Results Regions from the same tumor and tumors from the same patient clustered together more in their cellular composition than tumors from different patients. We also observed a decrease in the fraction of B cells present in recurrent tumors following therapy for all patients (p=0.024). While common biomarkers for HNSCC, such as CD8+ T cell density and tumor cell abundance were not associated with outcome, the tumor-immune spatial relationship was prognostic. Tissue regions of compartmentalization between immune and tumor cells were associated with higher fractions of αSMA+ stromal cells and had a greater proportion of Ki-67+ lymphocytes present, as compared to mixed regions. Patients with more compartmentalization in their primary tumors demonstrated longer progression free survival than those with more mixing between these cell types (p=0.027).
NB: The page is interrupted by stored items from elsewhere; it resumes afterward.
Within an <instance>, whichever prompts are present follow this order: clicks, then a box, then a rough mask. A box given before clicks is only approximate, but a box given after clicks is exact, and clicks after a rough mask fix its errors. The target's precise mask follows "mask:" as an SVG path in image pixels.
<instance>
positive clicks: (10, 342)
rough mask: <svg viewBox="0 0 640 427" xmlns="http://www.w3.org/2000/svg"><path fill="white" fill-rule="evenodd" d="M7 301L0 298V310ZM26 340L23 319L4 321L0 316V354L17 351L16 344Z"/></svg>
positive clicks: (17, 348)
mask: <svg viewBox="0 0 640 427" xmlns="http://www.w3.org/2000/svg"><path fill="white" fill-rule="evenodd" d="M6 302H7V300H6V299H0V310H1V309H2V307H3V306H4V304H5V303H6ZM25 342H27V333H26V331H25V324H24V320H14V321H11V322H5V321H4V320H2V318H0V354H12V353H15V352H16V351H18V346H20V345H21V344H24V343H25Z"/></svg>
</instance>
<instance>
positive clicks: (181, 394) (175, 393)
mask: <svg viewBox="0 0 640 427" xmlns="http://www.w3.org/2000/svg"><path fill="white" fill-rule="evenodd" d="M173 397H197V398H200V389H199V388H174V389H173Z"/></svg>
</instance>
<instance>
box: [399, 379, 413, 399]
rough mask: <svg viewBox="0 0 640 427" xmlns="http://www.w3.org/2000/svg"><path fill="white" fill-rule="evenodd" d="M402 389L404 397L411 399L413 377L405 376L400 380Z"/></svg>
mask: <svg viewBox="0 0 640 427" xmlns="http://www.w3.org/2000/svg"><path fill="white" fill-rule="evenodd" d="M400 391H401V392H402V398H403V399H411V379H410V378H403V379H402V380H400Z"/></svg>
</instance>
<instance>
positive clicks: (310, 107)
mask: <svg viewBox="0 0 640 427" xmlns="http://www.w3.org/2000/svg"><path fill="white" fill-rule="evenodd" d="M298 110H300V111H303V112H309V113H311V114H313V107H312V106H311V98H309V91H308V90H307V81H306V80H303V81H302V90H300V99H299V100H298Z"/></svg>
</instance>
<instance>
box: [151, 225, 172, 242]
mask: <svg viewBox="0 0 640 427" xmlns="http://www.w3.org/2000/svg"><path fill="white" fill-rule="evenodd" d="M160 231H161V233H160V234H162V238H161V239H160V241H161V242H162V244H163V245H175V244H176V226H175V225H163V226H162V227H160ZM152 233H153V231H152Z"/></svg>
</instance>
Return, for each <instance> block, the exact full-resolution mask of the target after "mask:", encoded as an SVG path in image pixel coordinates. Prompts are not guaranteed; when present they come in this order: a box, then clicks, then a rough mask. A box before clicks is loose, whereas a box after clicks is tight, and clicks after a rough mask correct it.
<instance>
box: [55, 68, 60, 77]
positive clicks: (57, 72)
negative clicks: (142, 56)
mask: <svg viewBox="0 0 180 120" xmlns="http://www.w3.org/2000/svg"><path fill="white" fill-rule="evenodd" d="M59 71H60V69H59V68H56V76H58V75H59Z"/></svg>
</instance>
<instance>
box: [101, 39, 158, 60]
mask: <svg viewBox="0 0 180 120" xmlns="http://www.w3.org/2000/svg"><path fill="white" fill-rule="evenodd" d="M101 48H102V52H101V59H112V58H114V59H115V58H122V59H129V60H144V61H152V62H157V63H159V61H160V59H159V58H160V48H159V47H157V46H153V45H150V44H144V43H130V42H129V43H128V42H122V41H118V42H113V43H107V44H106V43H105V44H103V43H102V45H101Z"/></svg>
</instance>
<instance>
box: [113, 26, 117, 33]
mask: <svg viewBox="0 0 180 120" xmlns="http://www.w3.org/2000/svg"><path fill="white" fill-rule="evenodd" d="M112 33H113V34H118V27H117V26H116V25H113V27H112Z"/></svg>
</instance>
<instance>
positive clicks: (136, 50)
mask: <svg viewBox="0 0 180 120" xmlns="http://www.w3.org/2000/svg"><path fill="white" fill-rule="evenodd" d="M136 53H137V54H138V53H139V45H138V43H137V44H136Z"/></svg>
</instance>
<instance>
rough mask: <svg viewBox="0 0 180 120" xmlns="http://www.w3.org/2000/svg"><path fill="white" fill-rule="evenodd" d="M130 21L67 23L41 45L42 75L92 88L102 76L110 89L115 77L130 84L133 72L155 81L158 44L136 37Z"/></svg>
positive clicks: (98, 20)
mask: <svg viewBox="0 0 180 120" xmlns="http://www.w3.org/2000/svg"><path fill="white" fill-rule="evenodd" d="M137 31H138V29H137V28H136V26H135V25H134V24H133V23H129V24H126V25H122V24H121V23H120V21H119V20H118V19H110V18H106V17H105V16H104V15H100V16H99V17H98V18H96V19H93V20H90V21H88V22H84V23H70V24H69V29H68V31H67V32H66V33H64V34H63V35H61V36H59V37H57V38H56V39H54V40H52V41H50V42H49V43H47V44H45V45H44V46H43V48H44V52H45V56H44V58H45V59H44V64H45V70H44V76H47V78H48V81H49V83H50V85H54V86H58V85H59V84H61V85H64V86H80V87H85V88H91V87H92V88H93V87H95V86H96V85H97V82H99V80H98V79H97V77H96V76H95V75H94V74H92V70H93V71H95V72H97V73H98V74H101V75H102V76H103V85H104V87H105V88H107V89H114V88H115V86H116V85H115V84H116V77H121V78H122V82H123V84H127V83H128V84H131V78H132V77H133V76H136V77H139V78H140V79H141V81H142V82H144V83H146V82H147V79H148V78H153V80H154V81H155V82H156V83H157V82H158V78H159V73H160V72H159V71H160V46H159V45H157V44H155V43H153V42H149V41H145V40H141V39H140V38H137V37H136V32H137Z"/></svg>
Conclusions Our results provide insight into the spatial organization of HNSCCs, highlighted by the result that compartmentalization between immune and tumor cells is associated with improved outcomes. This study provides spatial analysis methods and hypotheses that can be used as a framework for analysis of larger cohorts.

Ethics Approval This study was approved by Oregon Health and Science University’s IRB (protocol #809 and #3609), and written informed consent was obtained.


  1. Tsujikawa T, et al. Quantitative multiplex immunohistochemistry reveals myeloid-inflamed tumor-immune complexity associated with poor prognosis. Cell Rep 2017;19:203–217.

  2. Banik G, et al. High-dimensional multiplexed immunohistochemical characterization of immune contexture in human cancers. Methods Enzymol 2020;635:1–20.

  3. Keren L, et al. A structured tumor-immune microenvironment in triple negative breast cancer revealed by multiplexed ion beam imaging. Cell 2018;174:1373–1387.